Cette arabisation, analyse Pierre Vermeren, a de plus été « amplifiée dans les années 1970 par la “réislamisation” des habitants d’Afrique du Nord, soutenue et financée par les fondamentalistes à la tête des monarchies du Golfe, soudainement enrichies par le pétrole, et par un salafisme devenu endogène dans ces sociétés, à rebours de leurs propres traditions religieuses ».
« Printemps noir »
Il faudra de nombreuses manifestations et grèves générales en Kabylie, et notamment le « printemps berbère » en avril 1980 qui aura des échos au Maroc, pour qu’un Haut Commissariat à l’Amazighité (HCA) soit créé en 1995. Puis la violente répression militaire du « printemps noir » en Kabylie qui fit 126 morts en 2001, pour que le berbère (et ses variants, tels le kabyle de Kabylie, le chaoui des Aurès ou le mozabite du M’zab) soit reconnu langue nationale en 2002, puis langue officielle au même titre que l’arabe en 2016.
A la suite de ces événements, au Maroc, le roi Mohammed VI ouvre lui aussi en 2011 la voie à la reconnaissance de la langue berbère, ce que son père avait toujours refusé. L’alphabet tifinagh est désormais utilisé dans les documents administratifs, dans l’enseignement et sur les bâtiments publics, en plus de l’arabe et du français.

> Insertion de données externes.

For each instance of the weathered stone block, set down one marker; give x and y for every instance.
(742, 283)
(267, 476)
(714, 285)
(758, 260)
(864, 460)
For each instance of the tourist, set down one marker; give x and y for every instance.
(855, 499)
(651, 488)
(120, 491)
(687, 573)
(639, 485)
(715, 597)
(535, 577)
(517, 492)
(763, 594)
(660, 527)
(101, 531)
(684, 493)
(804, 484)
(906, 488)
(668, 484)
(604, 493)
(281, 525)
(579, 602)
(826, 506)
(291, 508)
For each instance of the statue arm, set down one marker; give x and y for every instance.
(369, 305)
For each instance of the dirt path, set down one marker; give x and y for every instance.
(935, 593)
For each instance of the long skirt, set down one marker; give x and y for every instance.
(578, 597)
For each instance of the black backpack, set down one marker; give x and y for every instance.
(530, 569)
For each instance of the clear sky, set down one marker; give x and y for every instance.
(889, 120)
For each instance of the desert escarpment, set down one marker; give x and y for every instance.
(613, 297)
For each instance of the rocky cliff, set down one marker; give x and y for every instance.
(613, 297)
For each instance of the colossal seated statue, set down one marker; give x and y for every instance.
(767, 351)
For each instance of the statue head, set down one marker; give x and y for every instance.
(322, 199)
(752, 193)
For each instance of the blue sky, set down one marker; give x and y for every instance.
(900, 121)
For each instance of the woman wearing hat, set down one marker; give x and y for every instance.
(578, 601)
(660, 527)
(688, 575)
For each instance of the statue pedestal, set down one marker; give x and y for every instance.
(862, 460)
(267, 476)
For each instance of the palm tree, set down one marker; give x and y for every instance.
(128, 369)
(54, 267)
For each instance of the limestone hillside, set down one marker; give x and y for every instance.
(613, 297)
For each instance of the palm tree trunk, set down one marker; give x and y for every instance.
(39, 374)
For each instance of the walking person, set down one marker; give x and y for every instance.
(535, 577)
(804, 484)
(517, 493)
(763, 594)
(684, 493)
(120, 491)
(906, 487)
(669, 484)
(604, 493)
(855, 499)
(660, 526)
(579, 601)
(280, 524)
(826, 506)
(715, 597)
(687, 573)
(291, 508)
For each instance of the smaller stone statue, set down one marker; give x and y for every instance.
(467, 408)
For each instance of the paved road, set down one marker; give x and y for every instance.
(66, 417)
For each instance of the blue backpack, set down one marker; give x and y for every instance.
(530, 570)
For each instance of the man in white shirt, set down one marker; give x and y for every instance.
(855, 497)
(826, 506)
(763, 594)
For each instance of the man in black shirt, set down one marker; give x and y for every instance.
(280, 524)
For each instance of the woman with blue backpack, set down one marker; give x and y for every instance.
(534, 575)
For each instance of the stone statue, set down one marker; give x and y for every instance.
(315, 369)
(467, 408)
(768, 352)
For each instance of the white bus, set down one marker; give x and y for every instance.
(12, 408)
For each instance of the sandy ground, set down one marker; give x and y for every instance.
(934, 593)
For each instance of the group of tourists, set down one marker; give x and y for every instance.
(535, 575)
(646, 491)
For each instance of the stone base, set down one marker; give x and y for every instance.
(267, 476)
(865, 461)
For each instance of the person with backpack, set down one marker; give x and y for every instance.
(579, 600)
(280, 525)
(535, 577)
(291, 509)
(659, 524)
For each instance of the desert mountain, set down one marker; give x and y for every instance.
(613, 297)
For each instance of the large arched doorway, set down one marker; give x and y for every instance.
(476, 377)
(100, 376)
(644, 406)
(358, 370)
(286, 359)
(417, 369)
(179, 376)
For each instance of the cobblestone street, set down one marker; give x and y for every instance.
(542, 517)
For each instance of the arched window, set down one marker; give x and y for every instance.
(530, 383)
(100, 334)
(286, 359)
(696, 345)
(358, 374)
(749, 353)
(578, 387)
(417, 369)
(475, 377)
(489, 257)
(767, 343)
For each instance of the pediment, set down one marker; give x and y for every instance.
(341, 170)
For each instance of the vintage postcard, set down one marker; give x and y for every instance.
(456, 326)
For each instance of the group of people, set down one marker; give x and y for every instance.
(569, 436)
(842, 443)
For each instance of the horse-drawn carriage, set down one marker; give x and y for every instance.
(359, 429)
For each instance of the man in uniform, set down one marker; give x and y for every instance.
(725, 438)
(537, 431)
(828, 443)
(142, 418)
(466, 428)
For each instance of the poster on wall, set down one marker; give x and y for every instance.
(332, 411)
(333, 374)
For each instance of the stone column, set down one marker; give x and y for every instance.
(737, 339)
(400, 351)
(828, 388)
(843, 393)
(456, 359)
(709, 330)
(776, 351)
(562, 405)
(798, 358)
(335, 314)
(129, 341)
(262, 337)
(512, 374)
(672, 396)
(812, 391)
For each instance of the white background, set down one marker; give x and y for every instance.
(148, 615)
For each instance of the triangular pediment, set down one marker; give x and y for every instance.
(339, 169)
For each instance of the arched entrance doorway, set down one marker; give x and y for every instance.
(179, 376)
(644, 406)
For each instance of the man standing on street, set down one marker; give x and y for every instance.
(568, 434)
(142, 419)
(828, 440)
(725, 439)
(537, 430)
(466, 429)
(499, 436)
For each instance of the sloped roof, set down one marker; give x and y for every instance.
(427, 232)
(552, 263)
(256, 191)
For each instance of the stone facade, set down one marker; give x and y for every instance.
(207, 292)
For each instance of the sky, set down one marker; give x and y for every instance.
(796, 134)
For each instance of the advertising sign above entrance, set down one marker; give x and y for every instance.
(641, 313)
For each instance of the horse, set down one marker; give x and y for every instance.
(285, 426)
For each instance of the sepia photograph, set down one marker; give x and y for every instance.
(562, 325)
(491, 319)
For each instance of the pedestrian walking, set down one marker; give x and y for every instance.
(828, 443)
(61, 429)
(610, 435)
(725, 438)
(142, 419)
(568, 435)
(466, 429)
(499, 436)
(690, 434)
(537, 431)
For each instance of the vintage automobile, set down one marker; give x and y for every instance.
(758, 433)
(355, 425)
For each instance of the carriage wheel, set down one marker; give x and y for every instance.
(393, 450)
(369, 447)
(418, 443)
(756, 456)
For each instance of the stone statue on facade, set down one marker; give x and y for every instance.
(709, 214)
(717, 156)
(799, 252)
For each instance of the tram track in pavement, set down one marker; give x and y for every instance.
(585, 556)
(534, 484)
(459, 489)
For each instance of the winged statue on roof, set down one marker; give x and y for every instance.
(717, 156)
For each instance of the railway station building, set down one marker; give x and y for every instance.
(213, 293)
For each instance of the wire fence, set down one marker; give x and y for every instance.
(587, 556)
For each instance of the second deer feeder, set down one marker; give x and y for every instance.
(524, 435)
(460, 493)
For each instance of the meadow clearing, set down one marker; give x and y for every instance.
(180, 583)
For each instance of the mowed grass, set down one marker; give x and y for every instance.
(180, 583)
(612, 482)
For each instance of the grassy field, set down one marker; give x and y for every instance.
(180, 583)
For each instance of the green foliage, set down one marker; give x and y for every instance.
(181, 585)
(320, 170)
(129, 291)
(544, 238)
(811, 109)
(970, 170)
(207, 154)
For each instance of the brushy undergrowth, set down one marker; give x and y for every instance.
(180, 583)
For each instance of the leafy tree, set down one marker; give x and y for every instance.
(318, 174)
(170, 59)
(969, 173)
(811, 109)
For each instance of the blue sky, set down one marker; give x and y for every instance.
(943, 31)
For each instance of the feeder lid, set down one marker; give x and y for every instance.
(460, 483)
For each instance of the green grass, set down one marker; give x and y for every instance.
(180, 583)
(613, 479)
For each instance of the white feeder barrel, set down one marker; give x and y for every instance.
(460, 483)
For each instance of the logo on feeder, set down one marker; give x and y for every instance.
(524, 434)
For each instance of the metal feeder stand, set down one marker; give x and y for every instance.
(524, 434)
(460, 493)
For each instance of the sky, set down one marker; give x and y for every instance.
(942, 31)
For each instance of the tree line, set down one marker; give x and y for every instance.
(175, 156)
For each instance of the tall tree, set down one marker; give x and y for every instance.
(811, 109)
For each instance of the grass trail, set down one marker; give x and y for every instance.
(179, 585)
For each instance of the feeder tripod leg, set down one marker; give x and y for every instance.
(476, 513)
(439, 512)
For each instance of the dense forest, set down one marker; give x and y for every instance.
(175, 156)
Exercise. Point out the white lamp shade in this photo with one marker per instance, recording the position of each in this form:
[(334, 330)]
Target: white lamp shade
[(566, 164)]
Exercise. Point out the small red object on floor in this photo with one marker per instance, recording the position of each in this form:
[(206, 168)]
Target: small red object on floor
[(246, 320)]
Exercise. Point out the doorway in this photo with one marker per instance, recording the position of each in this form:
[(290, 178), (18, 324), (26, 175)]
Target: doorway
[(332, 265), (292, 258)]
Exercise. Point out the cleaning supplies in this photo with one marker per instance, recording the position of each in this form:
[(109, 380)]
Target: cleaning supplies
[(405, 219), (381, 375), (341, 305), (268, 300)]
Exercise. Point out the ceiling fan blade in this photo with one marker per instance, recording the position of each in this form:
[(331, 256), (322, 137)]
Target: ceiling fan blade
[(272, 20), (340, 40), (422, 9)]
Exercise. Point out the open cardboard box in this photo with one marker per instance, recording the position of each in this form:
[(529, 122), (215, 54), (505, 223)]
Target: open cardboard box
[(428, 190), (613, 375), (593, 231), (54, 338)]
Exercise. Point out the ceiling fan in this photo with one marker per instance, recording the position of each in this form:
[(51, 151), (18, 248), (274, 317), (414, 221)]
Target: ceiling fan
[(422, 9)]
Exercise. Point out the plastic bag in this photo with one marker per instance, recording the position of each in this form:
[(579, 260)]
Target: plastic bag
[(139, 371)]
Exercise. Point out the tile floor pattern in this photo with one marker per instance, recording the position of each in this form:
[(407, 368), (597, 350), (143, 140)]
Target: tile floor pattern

En Libye, où les Berbères sont évalués à environ 10 % de la population totale (originaires notamment des montagnes Nefoussa), il a fallu attendre la mort de Mouammar Kadhafi – dont l’idéologie panarabe assimilait, là encore, la revendication berbère à une conspiration d’agents du colonialisme –, pour que cette identité s’impose, après des décennies de persécutions visant à l’éradiquer. Ainsi, la langue berbère était prohibée, les parents avaient interdiction de donner un nom berbère à leurs enfants. Le simple fait de parler la langue ou de brandir le drapeau pouvait entraîner la torture, la prison ou l’exécution. C’est donc tout naturellement que le combat pour la langue berbère va s’inscrire dans la lutte générale pour les libertés démocratiques. Il sera relancé par le « printemps arabe » de 2011 qui, en Libye, mais aussi en Tunisie, entrouvrira la porte à une prise de conscience politique et culturelle d’une identité refoulée.
Renouveau culturel en France
L’exclusion de la langue et de l’identité berbères qui a prévalu en Afrique du Nord a eu pour conséquence de déplacer les activités militantes et artistiques vers la France, où les Berbères sont présents depuis le début du XXe siècle. L’Hexagone devient un espace de contre-pouvoir et un terrain privilégié pour la libre expression identitaire et les actions culturelles. A la fin des années 1960, l’Académie berbère est fondée à Paris. Cette enceinte intellectuelle va poser des jalons pour réinventer l’identité berbère. C’est elle qui proposera de placer le début de l’ère amazigh à la date du premier roi berbère d’Egypte. Elle aussi qui créera le drapeau amazigh et réhabilitera le vieil alphabet tifinagh des Touaregs. En 1979, les Ateliers de la culture berbère dispensent des cours de langue pour les enfants de familles immigrées. « Cette action, conduite en exil à Paris, participe d’un renouveau identitaire et culturel capital pour la suite, au moment où l’étau des régimes autoritaires allait se desserrer », écrit l’historien Pierre Vermeren.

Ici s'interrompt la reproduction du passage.